Questions Regarding Proseg Outputs

Open jaspreetishar opened this issue 6 months ago • 1 comments

Hello,

Thank you for creating Proseg - it is a remarkably sophisticated and impressive method!

I have a few questions regarding the outputs generated by Proseg, as well as some clarifications related to the Nature paper:

Does Proseg create new cells or retain only those provided in the prior segmentations? According to the paper, Proseg can generate cells using only nuclear stains. However, in this GitHub issue (https://github.com/dcjones/proseg/issues/59), it was mentioned that Proseg does not have the capacity to introduce new cells. Could you please clarify?
In the output file transcripts-metadata.csv.gz (generated by Proseg for a public 10x Xenium dataset; https://www.10xgenomics.com/datasets/ffpe-human-pancreas-with-xenium-multimodal-cell-segmentation-1-standard), the assignment column includes a value of 4294967295, which does not appear in cell-metadata.csv.gz:

For reference, the command I used to run Proseg was:

 proseg Xenium_V1_human_Pancreas_FFPE_outs/transcripts.csv.gz --xenium

The corresponding background values in transcripts-metadata.csv.gz include both 1 and 0 for this assignment number - I'm not sure if I should assume these transcripts as background noise?

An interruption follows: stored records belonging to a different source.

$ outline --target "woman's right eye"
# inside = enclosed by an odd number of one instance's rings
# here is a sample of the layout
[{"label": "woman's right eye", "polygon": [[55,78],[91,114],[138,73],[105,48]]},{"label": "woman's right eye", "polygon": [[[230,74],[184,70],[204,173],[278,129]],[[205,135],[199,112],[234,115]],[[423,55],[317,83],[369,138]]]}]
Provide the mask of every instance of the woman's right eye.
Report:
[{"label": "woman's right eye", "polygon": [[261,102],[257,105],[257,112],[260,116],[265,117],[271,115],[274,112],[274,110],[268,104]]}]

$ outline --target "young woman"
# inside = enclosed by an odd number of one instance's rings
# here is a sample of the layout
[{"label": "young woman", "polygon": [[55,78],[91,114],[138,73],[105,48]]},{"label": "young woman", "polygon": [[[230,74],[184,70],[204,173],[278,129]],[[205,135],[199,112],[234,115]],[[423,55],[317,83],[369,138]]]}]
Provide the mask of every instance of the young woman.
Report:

The total number of transcripts in transcripts-metadata.csv.gz (7,166,842) is lower than the number reported by Xenium (8,073,840). Is there a subsampling strategy or filtering step being applied by Proseg that accounts for this difference?
How would you recommend computing statistics such as the proportion of Proseg-assigned transcripts?
There appears to be a discrepancy in assigned transcript counts between transcripts-metadata.csv.gz and cell-metadata.csv.gz, as described in this issue (https://github.com/dcjones/proseg/issues/16). Has this issue been addressed?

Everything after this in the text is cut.